Caruso se puso tenso.

—¿Está tratando de hacer pasar a Amedeo por un delincuente? El delincuente es el que lo mató, no él.

—Estoy buscando la verdad —declaró Scapece.

—¿Sabe cuál es la verdad, inspector? La verdad es que mi hijo era un imbécil. Y se lo eché en cara muchas veces, amenazándolo con repudiarlo y cortarle el suministro financiero.

—¿Lo hizo?

—No y todavía me arrepiento porque quizá la disciplina fuerte lo podría haber enderezado. No lo hice por culpa de Viviana, mi esposa, que se metió en el medio y me convenció de continuar manteniéndolo.

—¿Su esposa está en la casa?

—No. Ayer la mandé a Sorrento, a la casa de un hermano suyo. Viviana tiene casi setenta años, como yo, y sufre del corazón. La noticia de la muerte de Amedeo ha empeorado su estado de salud.

—Lo siento.

—¿Tienen otros hijos?

—Sí, otro varón, Andrea, que es más grande que Amedeo y tomó un camino diferente. Vive y trabaja en Milán, donde dirige una sociedad financiera ligada a mi empresa.

—Antes de mudarse a via Orazio, ¿Amedeo vivía en esta casa?

—Sí.

—¿Por qué decidió irse a vivir solo?

—Aquí se sentía controlado y no podía hacer sus pendejadas tranquilo.

—¿El dinero de los alquileres de via Orazio se lo quedaba todo él?

—Todo. Siete mil euros por mes.

—¿Alguna vez venía a visitarlo?

—Poco.

—¿Pasó por aquí en el último tiempo?

Caruso bajó el tono de vos.

—Hace unos diez días.

El inspector entendió que había pulsado una tecla dolorosa y profundizó el golpe:

—¿Qué sucedió entre ustedes dos esa vez?

El empresario se levantó, tomó una pipa del estante sobre la chimenea, la llenó con un puñado de tabaco, lo prensó con el retacador en el interior del hornillo y con un encendedor comenzó la combustión. Luego de tres bocanadas, estuvo listo para responder.

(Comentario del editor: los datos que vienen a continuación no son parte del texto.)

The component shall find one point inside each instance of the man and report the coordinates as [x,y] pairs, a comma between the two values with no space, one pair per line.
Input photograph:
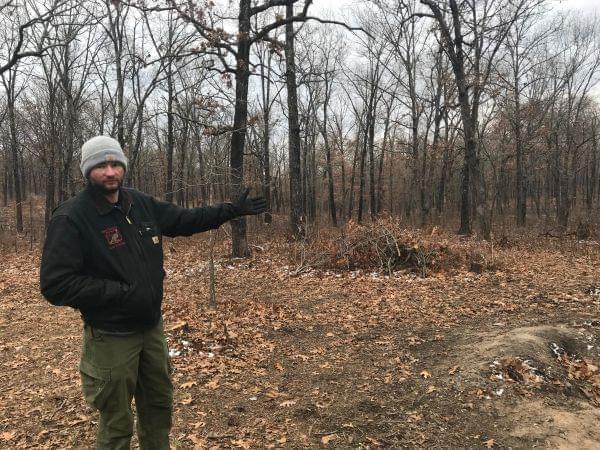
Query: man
[103,255]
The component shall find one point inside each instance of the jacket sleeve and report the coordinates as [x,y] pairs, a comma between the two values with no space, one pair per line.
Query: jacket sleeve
[174,220]
[62,278]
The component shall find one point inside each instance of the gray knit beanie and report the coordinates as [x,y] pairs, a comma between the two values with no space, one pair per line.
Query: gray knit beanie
[100,149]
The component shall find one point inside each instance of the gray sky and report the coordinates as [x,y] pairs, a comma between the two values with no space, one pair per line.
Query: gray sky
[582,5]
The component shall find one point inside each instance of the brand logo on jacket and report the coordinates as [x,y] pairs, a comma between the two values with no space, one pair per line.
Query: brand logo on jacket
[114,237]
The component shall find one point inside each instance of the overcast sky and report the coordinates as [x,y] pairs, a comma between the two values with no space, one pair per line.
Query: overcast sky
[340,5]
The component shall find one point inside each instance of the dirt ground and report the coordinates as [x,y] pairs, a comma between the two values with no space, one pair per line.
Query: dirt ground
[502,359]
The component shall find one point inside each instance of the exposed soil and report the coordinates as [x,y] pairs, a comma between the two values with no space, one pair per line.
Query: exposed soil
[337,360]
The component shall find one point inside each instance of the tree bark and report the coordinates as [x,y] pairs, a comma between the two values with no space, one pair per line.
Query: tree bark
[296,223]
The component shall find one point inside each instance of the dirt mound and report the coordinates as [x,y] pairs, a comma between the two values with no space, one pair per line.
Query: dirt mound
[543,380]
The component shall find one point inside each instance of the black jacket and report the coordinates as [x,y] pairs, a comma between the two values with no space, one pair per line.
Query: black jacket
[107,260]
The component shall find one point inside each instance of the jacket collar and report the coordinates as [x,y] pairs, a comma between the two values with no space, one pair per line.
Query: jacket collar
[103,206]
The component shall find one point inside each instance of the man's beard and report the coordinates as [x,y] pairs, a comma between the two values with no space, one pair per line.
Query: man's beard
[104,190]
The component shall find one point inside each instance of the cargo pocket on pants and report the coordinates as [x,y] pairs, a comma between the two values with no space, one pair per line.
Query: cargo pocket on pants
[94,383]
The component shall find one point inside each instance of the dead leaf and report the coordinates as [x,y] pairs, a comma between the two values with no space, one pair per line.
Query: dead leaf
[241,443]
[288,403]
[8,435]
[453,370]
[186,401]
[214,384]
[490,443]
[327,439]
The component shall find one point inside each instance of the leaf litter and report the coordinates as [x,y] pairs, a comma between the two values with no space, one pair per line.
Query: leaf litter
[290,358]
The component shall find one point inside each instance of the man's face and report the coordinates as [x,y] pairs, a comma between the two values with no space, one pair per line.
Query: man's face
[107,176]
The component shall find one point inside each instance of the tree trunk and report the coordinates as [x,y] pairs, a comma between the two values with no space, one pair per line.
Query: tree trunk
[238,136]
[296,222]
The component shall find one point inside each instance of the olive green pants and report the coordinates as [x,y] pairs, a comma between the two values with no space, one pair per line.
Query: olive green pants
[115,369]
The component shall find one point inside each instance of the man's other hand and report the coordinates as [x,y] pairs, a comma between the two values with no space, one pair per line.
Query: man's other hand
[245,206]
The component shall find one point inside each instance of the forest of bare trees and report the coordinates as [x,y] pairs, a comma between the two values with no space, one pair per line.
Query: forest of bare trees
[475,115]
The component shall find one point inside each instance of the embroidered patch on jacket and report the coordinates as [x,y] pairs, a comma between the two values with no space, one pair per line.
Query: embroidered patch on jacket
[114,237]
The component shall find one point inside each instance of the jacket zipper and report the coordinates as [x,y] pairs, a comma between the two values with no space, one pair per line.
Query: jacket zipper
[141,251]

—Tuvimos un encuentro duro, me confesó que estaba en bancarrota y me pidió dinero.

—¿Cuánto dinero?

—Treinta mil.

—¿Y se lo dio?

—No.

—¿Le dijo para qué necesitaba esa suma?

—Inventó excusas poco plausibles.

—Por casualidad, ¿le dijo que había caído en manos de prestamistas?

—No.

—¿Cómo terminó el encuentro entre ustedes?

—Lo agarré a las trompadas y eché de casa.

—¿Y él cómo reaccionó?

Con un movimiento de irritación, Caruso arrojó la pipa entre las llamas de la chimenea:

—Me amenazó con regresar aquí con una pistola para matarme.

Scapece dejó la villa con una fuerte sensación de malestar encima. Durante la conversación con el empresario había experimentado indignación, rabia, tristeza. A pesar de su poderío económico, los Caruso vivían en la infelicidad.

Más allá de los motivos que lo habían llevado a la muerte, Amedeo había permanecido precisamente aprisionado en esa infelicidad. Y en la ausencia de los afectos. El asesino había aprovechado su aislamiento. ¿Quién podía ser? ¿Cuál era su rostro, su identidad? ¿Era un prestamista con el que el joven había contraído deudas? ¿Alguien que había participado de la pelea en la discoteca pub de Vomero? ¿Una de sus amantes ocasionales? ¿O un loco?

“El padre no me preguntó cuándo podrá recuperar el cuerpo del hijo —se dijo el inspector—. Si pienso demasiado en esta historia, me angustio. Esperemos que los Vitiello me hagan recuperar el buen humor.”